Lions' lobster dinner a success, Harbor Days continues

Jul 17, 2011

Boil. Crack. Box. Repeat for 300 lobsters.

That’s how many the Mattapoisett Lions Club bought, prepared and sold at their annual lobster dinner, part of the Harbor Days celebration that has been keeping Shipyard Park packed with people all week.

“We bought 300 of them, we’ll sell them all. Definitely,” said Janet Rego, a member of the Lions Club who has been involved in food preparation and support all week.  From cutting strawberries for the shortcakes to assisting with the lobster dinner, Rego and her granddaughter, Marissa Parker, have been fixtures in the Lions Club operation.

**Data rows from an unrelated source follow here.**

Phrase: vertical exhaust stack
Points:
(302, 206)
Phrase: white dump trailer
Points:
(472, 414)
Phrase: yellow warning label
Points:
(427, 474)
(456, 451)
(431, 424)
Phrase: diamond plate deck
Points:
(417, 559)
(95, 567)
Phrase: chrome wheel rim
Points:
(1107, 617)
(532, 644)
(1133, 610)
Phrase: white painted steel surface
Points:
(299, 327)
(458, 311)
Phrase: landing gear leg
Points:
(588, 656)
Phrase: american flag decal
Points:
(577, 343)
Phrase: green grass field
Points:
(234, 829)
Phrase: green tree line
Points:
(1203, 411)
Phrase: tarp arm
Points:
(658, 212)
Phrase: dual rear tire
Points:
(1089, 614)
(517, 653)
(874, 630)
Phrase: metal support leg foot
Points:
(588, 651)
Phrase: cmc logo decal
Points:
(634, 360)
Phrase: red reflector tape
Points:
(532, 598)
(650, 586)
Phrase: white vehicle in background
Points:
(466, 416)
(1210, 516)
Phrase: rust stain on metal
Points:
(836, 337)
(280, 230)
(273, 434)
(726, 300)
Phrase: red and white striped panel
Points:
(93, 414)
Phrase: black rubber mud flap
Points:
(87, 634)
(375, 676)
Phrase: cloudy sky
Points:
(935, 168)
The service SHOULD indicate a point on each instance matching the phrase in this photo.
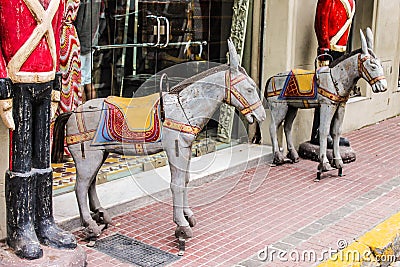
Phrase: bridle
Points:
(362, 70)
(230, 91)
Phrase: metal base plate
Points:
(130, 250)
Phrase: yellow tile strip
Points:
(377, 247)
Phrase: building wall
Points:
(290, 42)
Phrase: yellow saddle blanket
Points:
(299, 84)
(130, 120)
(138, 112)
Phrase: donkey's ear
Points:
(370, 38)
(233, 56)
(364, 45)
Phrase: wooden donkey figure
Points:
(329, 87)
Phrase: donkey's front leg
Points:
(336, 131)
(179, 164)
(189, 215)
(326, 115)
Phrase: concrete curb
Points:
(378, 247)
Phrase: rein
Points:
(362, 70)
(230, 91)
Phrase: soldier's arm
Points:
(5, 95)
(56, 94)
(321, 23)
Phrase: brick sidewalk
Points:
(288, 211)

“I would say between Lions and volunteers we have about 50 people working here right now,” said Mike King, who’s idea it was in the early 90s to start the lobster dinner.

“We had a ham and bean dinner originally,” said King. “We lamented the diminishing turnout year after year and I was a fish dealer in New Bedford so I thought of doing a lobster dinner.”

The Lions have put on the lobster dinner since 1992. As a former cook for fishing boats out of New Bedford, King made the perfect brain behind the lobster dinner.

King stood, wearing a poncho made of a garbage bag, enormous knife in hand, cracking each lobster after it rolled off the assembly line.

“It’s been an evolutionary process to get to this point,” said King, remarking on the massive and well-oiled line of Lions and volunteers boiling, packaging and serving lobsters.  With about six stations, each with a different function from throwing the lobster beneath King’s blade to ensuring there’s a pack of butter in the Styrofoam container, the Lions have turned the lobster dinner into a science.

“It takes, obviously, a team to pull this off,” said King. “And it’s gone quite well.”

The dinner was quite a success, as usual, with the white tent in Shipyard Park being packed with a crowd of eager lobster lovers.

“It’s going great,” said Don Bamberger, the Immediate Past King Lion and Chairman of Harbor Days. “We’ve got a crowded tent.”

“It’s an annual tradition,” said Kimberly Ward, an attendee who brought her entire family.  “It’s excellent, we try to come every year.”

“Doesn’t that make the prettiest picture? Red lobster, yellow corn.” said King, cracking another lobster so that a volunteer could lay it out beside the corn the Lions served it with.

"This is the best lobster," said Christine Mckay, another attendee there with her family. "They need to do this twice a year."

Harbor Days is an annual celebration of Mattapoisett and its heritage organized by the Mattapoisett Lions Club. The Lions club is an organization devoted to blindness prevention and sight retention and all the proceeds from Harbor Days go towards Lions-supported charities or the Town of Mattapoisett.